Police, agencies come under fire: Senate body takes up Sonia case
By Our Staff Reporter
ISLAMABAD, Sept 5: Government as well as opposition senators on Monday criticized the functioning of the police and intelligence agencies and called for strict check on their activities. The members were speaking at a meeting of the Senate Standing Committee on Human Rights while discussing the Sonia Naz rape case and other issues related to the arrests and detention of suspects, sources told Dawn here on Monday.
The meeting, requisitioned by the opposition members, was presided over by Senator S.M. Zafar.
The sources said the senators expressed their concern over the increase in the incidents of rape in Pakistan. Senator Dr Mohammad Said quoted a British newspaper as saying that Pakistani police stations had turned into “rape stations”.
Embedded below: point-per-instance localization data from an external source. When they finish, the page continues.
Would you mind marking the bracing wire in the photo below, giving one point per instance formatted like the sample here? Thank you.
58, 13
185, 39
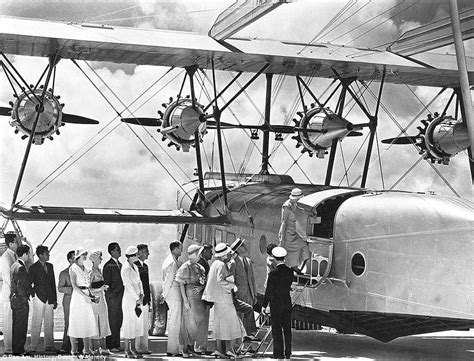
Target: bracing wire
90, 140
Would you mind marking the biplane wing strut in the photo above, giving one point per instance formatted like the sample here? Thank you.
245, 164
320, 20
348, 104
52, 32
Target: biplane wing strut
108, 215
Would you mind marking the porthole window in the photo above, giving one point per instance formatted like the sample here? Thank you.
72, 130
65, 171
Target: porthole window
358, 264
263, 244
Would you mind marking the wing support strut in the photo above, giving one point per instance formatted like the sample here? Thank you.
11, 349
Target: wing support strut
53, 60
463, 76
190, 71
373, 120
332, 154
217, 117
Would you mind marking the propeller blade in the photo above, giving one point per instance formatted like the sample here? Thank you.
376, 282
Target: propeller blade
5, 111
401, 140
77, 119
354, 134
146, 122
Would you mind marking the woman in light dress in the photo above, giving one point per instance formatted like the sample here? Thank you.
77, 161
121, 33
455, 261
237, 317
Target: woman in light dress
99, 306
227, 328
132, 325
81, 318
191, 277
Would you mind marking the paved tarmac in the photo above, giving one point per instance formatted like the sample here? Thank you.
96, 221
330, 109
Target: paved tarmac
323, 345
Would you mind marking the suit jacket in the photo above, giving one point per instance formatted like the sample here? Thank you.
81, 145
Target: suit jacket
245, 280
113, 279
21, 289
278, 287
145, 278
65, 285
44, 283
8, 258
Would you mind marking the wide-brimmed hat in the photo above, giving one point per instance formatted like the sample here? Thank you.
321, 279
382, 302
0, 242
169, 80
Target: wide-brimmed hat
131, 250
296, 193
221, 250
79, 252
94, 255
279, 252
193, 249
236, 244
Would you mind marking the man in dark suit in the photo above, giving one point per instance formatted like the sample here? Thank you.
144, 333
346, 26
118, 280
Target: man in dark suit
113, 296
141, 342
21, 291
44, 300
277, 302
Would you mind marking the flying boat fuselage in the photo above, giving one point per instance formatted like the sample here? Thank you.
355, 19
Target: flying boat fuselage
397, 262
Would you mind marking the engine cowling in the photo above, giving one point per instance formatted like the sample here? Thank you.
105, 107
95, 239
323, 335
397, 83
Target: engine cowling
324, 126
24, 112
180, 121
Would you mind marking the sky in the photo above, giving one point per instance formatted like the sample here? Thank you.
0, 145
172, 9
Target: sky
120, 172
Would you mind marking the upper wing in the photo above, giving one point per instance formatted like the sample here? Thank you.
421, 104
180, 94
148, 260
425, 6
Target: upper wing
108, 215
181, 49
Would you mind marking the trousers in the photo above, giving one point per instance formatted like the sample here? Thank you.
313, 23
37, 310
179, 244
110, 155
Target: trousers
281, 321
7, 324
42, 311
20, 326
114, 305
141, 342
175, 339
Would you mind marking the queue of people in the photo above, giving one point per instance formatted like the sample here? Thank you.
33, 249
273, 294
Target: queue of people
96, 325
115, 301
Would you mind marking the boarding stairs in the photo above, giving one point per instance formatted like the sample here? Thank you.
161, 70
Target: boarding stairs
264, 339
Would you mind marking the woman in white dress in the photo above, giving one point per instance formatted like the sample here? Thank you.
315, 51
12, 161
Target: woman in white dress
227, 327
132, 325
99, 306
81, 317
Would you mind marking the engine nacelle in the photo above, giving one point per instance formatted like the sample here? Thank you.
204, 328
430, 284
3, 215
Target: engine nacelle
445, 137
181, 121
325, 126
24, 112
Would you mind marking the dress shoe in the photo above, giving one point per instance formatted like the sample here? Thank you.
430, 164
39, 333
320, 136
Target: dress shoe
130, 354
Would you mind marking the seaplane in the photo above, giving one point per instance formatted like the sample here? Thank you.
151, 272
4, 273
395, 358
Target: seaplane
384, 262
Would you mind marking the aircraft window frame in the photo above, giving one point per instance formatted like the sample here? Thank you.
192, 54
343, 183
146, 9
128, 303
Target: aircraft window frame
358, 264
263, 245
218, 236
199, 232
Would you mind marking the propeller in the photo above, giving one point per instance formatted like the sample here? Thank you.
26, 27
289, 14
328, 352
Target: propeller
5, 111
401, 140
146, 122
77, 119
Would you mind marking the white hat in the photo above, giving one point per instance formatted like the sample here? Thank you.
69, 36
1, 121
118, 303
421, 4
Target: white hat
193, 249
279, 252
296, 193
79, 252
236, 244
221, 250
131, 250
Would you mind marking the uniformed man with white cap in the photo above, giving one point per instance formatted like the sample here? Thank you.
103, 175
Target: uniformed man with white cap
290, 239
277, 302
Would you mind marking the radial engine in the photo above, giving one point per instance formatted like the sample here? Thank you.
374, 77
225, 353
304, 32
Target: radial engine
181, 122
24, 112
319, 128
438, 139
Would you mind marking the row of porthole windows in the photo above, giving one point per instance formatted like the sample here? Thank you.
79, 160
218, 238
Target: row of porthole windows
197, 231
214, 236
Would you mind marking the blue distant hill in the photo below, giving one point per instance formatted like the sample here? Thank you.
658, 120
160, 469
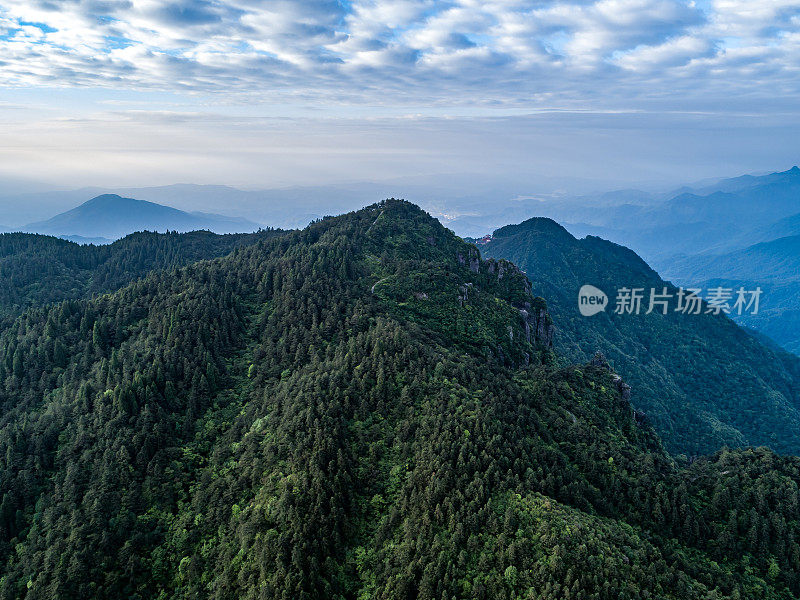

The Senate body took up the Sonia Naz case and asked the government to address the concerns expressed by the rape victim against the one-member inquiry tribunal, set up by the Punjab government.
The sources said one of the opposition members told the committee that Sonia Naz had refused to appear before the judicial inquiry tribunal of the district and sessions judge, Faisalabad, Abdul Wahid Khan, saying the judge was a close relative of one of the accused, Jamshed Chishti, and, therefore, her reservations should be removed emphatically.
S.M. Zafar deplored that rape incidents had been bringing a bad name to the country and recalled the high profile rape incidents, involving Mukhtaran Mai, Dr Shazia Khalid and now Sonia Naz. He said “corporate interests” had compounded the rape case of Dr Shazia Khalid.
Mr Zafar asked the state minister for interior, Dr Shahzad Waseem, to find out as to why FIR had not been registered despite the fact that written complaint had been filed by Sonia Naz. The committee also asked the interior division to produce the victim at the next meeting of the committee.
According to sources, the committee members also discussed the role of intelligence agencies in the arrests and detention of suspects. One of the members said even the country’s courts were powerless before these intelligence agencies.
Meanwhile, soon after the Senate body concluded discussion on Sonia Naz case, PPP Senator Farhatullah Babar moved two resolutions aimed at bringing the state agencies under the ambit of law in matters of arrest and detention of suspects.
The resolutions were admitted in the committee for discussion at its next meeting.
The Senate committee also took up the matter of the two missing Baloch sisters. Mr Babar said Arifa and Habiba Baloch, aged 20 and 19, respectively, were first reported to have been arrested by security agencies in Swat on June 10, 2005.
During hearing in habeas corpus petition in Peshawar High Court last week, the government, however, denied any knowledge of the two women, he said.
He said the whereabouts of the missing Baloch girls were still not known. He also recalled the mysterious disappearance of two brother doctors in Karachi last year for eight months and said cases of mysterious disappearances have echoed in the Parliament from time to time.
He said the government had initially denied knowledge of such disappearances until the victims resurfaced from the custody of law enforcement agencies.
He said instances of mysterious disappearances were on the increase in the country and it was important that the Human Rights Committee took note of such incidents and demanded legislation on the subject.
The mover then moved a resolution that said, “The Functional Committee of Human Rights of the Senate has noted that there appears to be no act of parliament that regulates the functioning of state agencies in matters of raids, detention and arrest of suspects.
“The committee feels that in the absence of an act of Parliament the human rights of individuals are gravely endangered. The committee calls upon the government to enact suitable legislation to regulate the working of state agencies so as to meet the ends of justice and also protect the human rights of citizens.”